Encryption for Skype for Business Server 2015

Skype for Business Server 2015

마지막으로 수정된 항목: 2016-09-15

비즈니스용 Skype 서버 2015 uses TLS and MTLS to encrypt instant messages. All server-to-server traffic requires MTLS, regardless of whether the traffic is confined to the internal network or crosses the internal network perimeter. When connecting 비즈니스용 Skype 서버 2015 to 3rd party IPPBX systems or SIP trunks TLS is optional but strongly recommended between the Mediation Server and media gateway. If TLS is configured on this link, MTLS is required. Therefore, the gateway must be configured with a certificate from a CA that is trusted by the 중재 서버.
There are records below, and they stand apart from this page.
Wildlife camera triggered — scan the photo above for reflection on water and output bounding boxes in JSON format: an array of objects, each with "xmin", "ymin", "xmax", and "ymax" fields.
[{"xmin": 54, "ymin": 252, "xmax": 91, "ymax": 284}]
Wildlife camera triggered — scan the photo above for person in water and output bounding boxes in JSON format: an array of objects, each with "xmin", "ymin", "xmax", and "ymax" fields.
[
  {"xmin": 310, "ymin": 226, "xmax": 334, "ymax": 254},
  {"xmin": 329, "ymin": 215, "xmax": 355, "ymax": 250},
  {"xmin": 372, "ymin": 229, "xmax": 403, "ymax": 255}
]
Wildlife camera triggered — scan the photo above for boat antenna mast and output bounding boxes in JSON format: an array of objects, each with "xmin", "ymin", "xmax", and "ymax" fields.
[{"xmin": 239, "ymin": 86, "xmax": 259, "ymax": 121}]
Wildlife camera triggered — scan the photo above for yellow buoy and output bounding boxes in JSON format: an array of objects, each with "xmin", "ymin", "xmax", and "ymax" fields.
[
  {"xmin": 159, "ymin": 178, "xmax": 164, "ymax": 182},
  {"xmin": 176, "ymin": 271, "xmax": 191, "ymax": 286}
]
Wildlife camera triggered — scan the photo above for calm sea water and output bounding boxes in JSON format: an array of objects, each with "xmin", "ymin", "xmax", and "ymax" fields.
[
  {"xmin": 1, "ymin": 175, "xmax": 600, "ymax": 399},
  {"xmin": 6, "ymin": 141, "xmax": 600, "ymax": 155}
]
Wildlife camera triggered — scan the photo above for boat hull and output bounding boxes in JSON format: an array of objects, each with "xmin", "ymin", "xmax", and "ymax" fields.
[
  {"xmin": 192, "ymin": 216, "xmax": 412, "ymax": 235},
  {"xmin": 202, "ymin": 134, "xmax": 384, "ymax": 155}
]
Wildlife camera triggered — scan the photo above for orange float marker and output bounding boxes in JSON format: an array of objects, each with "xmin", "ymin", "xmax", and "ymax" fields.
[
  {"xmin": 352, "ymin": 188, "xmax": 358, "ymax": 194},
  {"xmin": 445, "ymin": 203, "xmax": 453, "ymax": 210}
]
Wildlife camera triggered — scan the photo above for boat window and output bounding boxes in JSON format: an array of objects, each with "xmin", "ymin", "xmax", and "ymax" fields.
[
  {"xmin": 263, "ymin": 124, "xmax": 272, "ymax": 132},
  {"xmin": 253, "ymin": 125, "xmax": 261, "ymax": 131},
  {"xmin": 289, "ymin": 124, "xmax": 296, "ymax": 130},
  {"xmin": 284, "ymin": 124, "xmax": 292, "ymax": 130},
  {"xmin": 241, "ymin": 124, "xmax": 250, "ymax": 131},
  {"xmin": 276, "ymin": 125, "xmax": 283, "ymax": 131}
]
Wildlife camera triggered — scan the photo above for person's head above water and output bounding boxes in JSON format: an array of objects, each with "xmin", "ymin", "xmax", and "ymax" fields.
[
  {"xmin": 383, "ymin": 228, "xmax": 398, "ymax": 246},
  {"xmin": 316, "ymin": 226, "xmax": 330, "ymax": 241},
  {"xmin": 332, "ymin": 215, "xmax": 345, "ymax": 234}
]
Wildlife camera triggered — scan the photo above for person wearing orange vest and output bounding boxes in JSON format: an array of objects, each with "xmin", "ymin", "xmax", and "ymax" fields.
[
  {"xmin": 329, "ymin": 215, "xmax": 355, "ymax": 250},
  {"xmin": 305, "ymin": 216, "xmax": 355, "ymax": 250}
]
A security advisory regarding SSL 3.0 was published in 2014. Disabling SSL 3.0 in 비즈니스용 Skype 서버 2015 is a supported option. To learn more about the security advisory, see https://blogs.technet.microsoft.com/uclobby/2014/10/22/disabling-ssl-3-0-in-lync-server-2013/.
security보안 참고:
To ensure the strongest cryptographic protocol is used, 비즈니스용 Skype 서버 2015 will offer TLS encryption protocols in the following order to clients: TLS 1.2 , TLS 1.1, TLS 1.0. TLS is a critical aspect of 비즈니스용 Skype 서버 2015 and thus it is required in order to maintain a supported environment.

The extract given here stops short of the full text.